Kini itu semua luntur dan tak banyak dipedulikan. Kita makin sering diajari untuk menghapal. Kita hidup pada masa dibunuhnya kegiatan bertanya, sangsi apalagi argumentasi. Implikasi yang ada kemudian kita gampang sekali percaya pada kebenaran yang tanpa diuji dan keyakinan yang tak pernah diverifikasi. Akibatnya kita memuja diri sendiri dan merasa aman jika berada pada lingkungan yang sama. Bukan hanya kita ingin mengucilkan diri tapi lama kelamaan kita mau dunia mengikuti apa yang kita yakini. Musuh utama kegiatan membaca adalah mengekor saja apa pendapat orang. Terlebih-lebih kalau orang itu memiliki otoritas: baik itu politik, agama atau status sosial. Jika membaca adalah kegiatan individual dan tenang. Maka lawan membaca adalah gerombolan yang riuh, seragam dan massal. Dalam suasana seperti itulah kita tak hanya meninggalkan pengetahuan tapi kita juga menjadi pemuja orang. Lautan hidup yang kaya jadi terbatas karena keyakinan sempit yang kita miliki.

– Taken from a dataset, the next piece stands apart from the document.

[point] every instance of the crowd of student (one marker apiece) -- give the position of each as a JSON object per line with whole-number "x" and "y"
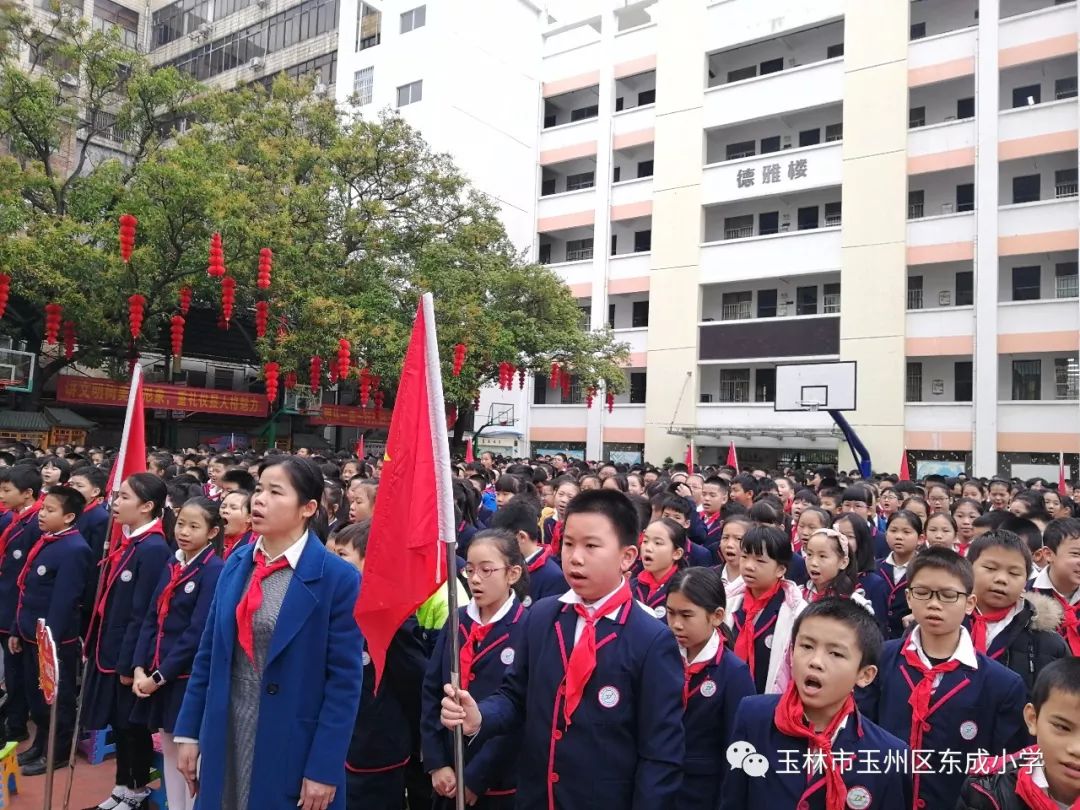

Kamu mustinya jangan larut dalam suasana jahiliah ini. Turut menabur kebodohan dengan mengumbar fitnah dan rasa benci. Ikut dalam rombongan yang tinggi hati dan selalu merasa benar sendiri. Maunya selalu curiga pada apa saja dan bersikap pesimis terhadap kemajuan apapun. Seolah dunia ini sebuah kutukan dan lebih percaya kalau akherat nanti akan menyelamatkan diri dan rombonganmu sendiri. Lebih kacau lagi jika ilmu agama dipahami hanya memusat pada isi kitab suci dan pengamalanya pada apa yang dikatakan berabad-abad yang lalu. Bukan hanya itu cermin dari tiadanya budaya baca tapi juga petunjuk betapa malasnya kamu berfikir. Kondisi ini jika dibiarkan begitu rupa maka yang muncul bukan hanya kejumudan tapi agama yang kehilangan akal. Saat mana amalan agama bukan membuat sekitarnya tentram tapi terancam. Hilanglah potensi agama sebagai rakhmat karena sibuk sekali meluncurkan azab.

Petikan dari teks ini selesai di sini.